I don't know why some people keep insisting on comparing older and/or less expensive phones to iPhone/iOS. If you take the best of the current generation flagships from the top three platforms, Android, iOS, and Windows Phone (can't speak about Blackberry since I don't own one), there is little appreciable difference in responsiveness for normal users, though there are cases for all three where you can get them to lag, hitch, freeze up, etc depending on the situation, and on paper or in benchmarks I'm sure you can find differences.
To answer the title question, "Will android ever be as responsive as iOS?", I think the answer is "yes", or "close enough as to make no difference", considering what the current situation is. If you are extremely sensitive or focusing intently on just touchscreen responsiveness and ignoring other UI elements then maybe iOS takes the crown (I'd argue Windows Phone does) but the reality is none of these operating systems are flawless, but they are good enough for most consumers at the high end.

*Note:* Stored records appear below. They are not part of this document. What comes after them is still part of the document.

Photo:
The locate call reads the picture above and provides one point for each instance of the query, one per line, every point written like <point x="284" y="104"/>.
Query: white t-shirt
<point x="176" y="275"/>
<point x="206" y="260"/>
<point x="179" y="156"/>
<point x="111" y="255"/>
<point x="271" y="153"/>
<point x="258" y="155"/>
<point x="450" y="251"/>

Apple doesn't make inexpensive phones (the fact that the cheapest current iPhone is still in Nexus 5 territory should give you some clue) so it's only fair to compare similarly priced phones at the top end. It's not fair to penalize other manufacturers for giving you choice.
I look forward to seeing the crop of phones arriving this fall. iPhone 6, One M8 Prime, Galaxy S5 Prime, Lumia "McLaren", and whatever else is in the pipeline from the other manufacturers should make things interesting.